Primary benefit of a focus on diversity and inclusion

"This issue won't be solved by simply having diversity and inclusion talks," said Kashif Ahmed, president of American Private Wealth.

Mr. Ahmed believes that women are not treated equally or fairly in financial services and that minorities don't consider it as a viable profession for them.

"Minorities and women both need to somehow consider this industry as a viable career option, and the industry has to reach out," he said. "With minorities expected to be the majority, and increasingly expected to control more of the wealth, it's simply a smart business decision."

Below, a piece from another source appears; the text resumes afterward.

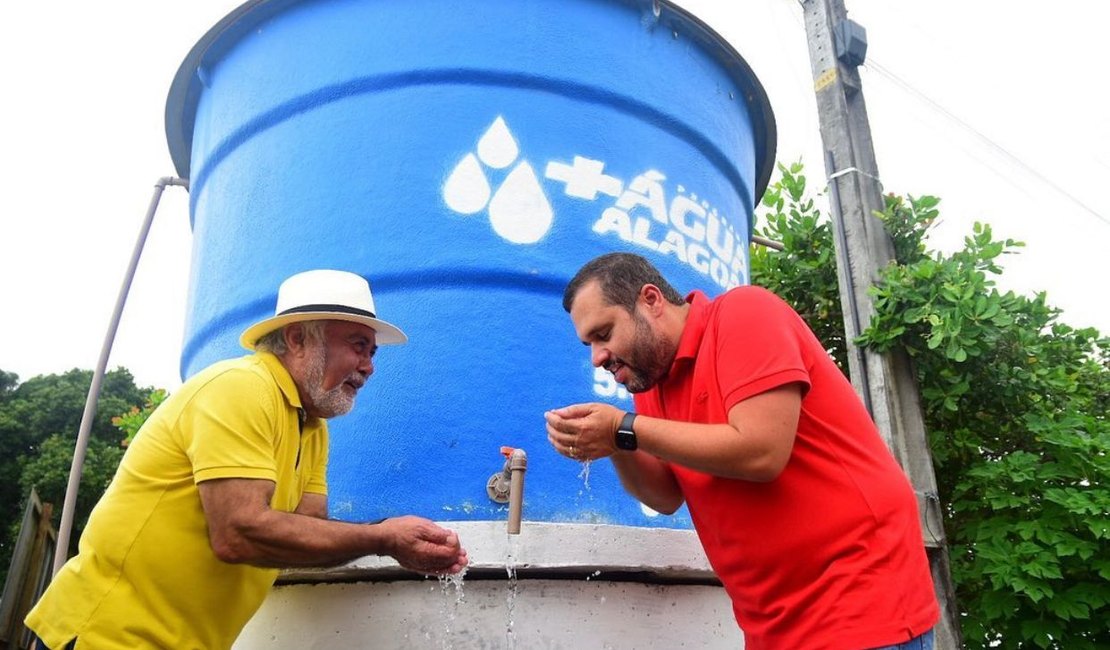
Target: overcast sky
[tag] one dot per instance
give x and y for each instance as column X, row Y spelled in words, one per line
column 996, row 107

The InvestmentNews survey largely reflected the makeup of the financial planning industry, with 82% of the respondents white and 14% African American. But a good portion (38%) of respondents overall agreed that the minority community is underserved by financial advisers, as did 63% of minority respondents.

Portion of minority respondents who agreed with the following statements

"The folks in our industry can largely be categorized as male, pale and stale," said Robert Greenman, lead adviser and partner at Vista Capital Partners.

"The current gender and race make up of financial services isn't terribly surprising as this historically was a decent reflection of where wealth concentrated in our country," Mr. Greenman said. "It's an unfortunate reality but one that will be addressed by market forces, slowly over time. We're starting to see a shift in diversity, with more nonwhite wealthy families as well as an increase in non-male decision-makers."

Lisa Kirchenbauer, president of Omega Wealth Management, said in some ways, market forces are already driving some change, even if there is still a long way to go.

"Often, I will have prospective clients reach out to me looking for a female adviser," she said. "Depending on their planning needs, I believe they think that I will be able to relate to their circumstances better or they actually want to support a woman-owned business. We could say the same for people of color. It doesn't mean a white male adviser would be unable to empathize with their black female client, it just may come down to a comfort level."

For Marguerita Cheng, chief executive of Blue Ocean Global Wealth, diversity means more than just checking a few boxes; it's a state of mind and a way of life.

"As a multiracial, multicultural CFP, I really think about what Ferdinand Porsche said: 'I didn't see the sports car of my dreams, so I decided to build it myself,'" she said. "I didn't see role models like me, but I never let that stop me from supporting and promoting others in our profession. A more diverse workforce brings different perspective and experiences to help clients solve their financial challenges and achieve their life financial goals. In order to stay relevant, we need to adapt and innovate, and diversity and inclusion can make that possible."